The author in Colorado

Revisiting a beloved childhood sport like cycling could be a great way to reinvigorate your exercise. Challenging your walking pace is another. Returning to working with horses is yet another. Our weight has never been simply a matter of how many calories. It’s the quality of the food, whether or not we have allergies or sensitivities, limited those calories as we age, and most especially sugar intake.

Besides, it’s not just about the weight. That’s the wrong focus. The focus is on getting FIT. The weight will take care of itself.

You might want to read Lies My Doctor Told Me: Medical Myths Than Can Harm Your Health by Dr. Ken D. Berry. It’s an eye-opener about pills, procedures and the products we call food that aren’t. I strongly recommend this, along with books by Dr. Robert Lustig (The Hacking of the American Mind) and Dr. David Perlmutter’s books on grain and the microbiome.

Photo by Form on Unsplash

Your body is a full time job. It cannot take care of itself in its entirety. It depends solely on us for food, shelter, love, respect, care and exercise. Yet we treat it as though it will live forever, abuse it horribly, and express genuine surprise when it flips us the proverbial bird in the form of flab, (atrial) fibrillation and fatigue.

Nobody’s fault but our own. However I take deep comfort in the absolute knowledge that the machine we were gifted with will respond with enthusiasm and appreciation when we jump tracks and start down another course of care. It will take patience.

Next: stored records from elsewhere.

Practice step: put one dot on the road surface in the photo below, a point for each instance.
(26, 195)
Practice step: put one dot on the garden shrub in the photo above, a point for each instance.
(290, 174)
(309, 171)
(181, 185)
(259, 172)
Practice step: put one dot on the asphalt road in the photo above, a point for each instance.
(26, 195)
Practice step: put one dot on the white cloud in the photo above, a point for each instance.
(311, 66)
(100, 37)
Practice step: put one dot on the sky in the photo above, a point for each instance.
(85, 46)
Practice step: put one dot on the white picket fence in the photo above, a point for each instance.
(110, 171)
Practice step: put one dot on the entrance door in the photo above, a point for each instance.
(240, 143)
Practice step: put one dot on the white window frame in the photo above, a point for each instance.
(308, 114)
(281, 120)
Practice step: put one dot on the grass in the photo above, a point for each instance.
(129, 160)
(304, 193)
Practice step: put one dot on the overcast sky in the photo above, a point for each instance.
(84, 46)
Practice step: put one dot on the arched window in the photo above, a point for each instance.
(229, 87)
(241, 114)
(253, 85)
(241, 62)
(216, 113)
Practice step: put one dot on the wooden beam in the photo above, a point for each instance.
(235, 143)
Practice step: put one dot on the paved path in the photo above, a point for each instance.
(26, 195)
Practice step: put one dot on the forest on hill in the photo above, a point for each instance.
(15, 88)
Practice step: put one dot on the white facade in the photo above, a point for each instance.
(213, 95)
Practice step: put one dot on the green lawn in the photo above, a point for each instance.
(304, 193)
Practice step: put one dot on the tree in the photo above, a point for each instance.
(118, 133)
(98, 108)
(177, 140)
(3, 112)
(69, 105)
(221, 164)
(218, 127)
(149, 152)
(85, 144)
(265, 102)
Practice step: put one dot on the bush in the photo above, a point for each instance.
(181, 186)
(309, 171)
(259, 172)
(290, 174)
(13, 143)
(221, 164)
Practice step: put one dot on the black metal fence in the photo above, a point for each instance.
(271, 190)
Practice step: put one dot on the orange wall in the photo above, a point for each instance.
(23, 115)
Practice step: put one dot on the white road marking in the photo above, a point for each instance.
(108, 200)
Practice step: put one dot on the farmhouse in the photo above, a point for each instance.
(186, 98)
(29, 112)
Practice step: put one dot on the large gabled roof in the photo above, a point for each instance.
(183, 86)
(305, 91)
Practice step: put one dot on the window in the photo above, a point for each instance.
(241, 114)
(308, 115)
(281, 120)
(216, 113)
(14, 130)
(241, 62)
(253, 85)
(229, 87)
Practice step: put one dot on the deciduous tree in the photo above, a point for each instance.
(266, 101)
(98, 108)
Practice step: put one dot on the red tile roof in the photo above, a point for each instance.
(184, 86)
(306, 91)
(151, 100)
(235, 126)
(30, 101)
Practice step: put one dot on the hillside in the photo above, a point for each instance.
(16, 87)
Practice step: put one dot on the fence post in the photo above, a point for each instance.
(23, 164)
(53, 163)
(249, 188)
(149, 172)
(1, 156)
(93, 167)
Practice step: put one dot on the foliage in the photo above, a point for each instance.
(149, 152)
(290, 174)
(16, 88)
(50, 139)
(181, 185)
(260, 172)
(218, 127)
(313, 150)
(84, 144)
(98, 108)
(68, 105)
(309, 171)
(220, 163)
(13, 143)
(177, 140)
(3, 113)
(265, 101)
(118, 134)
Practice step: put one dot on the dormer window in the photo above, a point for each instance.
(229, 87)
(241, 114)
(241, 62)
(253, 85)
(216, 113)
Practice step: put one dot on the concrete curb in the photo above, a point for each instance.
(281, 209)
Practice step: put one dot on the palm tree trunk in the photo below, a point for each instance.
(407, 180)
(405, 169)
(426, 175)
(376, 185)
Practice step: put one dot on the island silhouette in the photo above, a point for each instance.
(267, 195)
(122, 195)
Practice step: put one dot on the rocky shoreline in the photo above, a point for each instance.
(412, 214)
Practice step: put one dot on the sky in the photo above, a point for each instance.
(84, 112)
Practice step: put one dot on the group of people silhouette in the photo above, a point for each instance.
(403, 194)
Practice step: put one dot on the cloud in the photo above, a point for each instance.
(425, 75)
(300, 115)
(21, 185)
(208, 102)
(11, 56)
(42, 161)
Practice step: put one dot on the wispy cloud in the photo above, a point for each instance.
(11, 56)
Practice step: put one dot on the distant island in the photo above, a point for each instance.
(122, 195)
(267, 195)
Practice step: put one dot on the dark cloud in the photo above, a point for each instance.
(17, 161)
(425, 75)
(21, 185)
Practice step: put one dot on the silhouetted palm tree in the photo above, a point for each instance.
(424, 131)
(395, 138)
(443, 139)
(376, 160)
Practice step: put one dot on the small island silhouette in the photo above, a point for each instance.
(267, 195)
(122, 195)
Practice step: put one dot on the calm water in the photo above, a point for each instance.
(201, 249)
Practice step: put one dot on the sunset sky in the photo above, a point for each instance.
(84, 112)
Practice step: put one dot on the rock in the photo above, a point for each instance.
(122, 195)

As I write this, I am about to head down to my bike to do sprints. My thighs are shrieking at me because I was sick for a solid month in Indonesia and could barely get out of a bedroom. So, when I hit the leg presses on Friday, those muscles expressed their displeasure with being forgotten. The pain makes me wince, but in a good way. It’s a reminder that my body talks to me in a very clear language.

“Take care of me and I’ll take care of you.”

Precisely.

Photo by Joe deSousa on Unsplash

And Finally

Your body is an IT. It’s not you. It’s been given over to your custody for all your years on this Earth. Industry convinces us to over-identify with our appearance. Not only does that sell endless crap we don’t need, it simply adds to our anxiety. We’re already anxious enough about our aging bodies. We bloody well don’t need to be told that our only value is if we are perfect specimens. We can choose to shut those lies off.

The simple truth is that this simply miraculous engine we were given requires a significant investment if we want a full, happy life while we inhabit it. The body doesn’t define us. Our character does. However, the body allows us- if we love it the way it deserves- to experience all life has to offer.

My Medium friend and all the rest of all of us girls over sixty can find lots of ways to tend the body. We may not ever again have tight, smooth thighs (oh please…) or the slim waists of our youth- if we ever did- but we CAN be fit, energetic, happy, vital, and ….thank you…..healthy.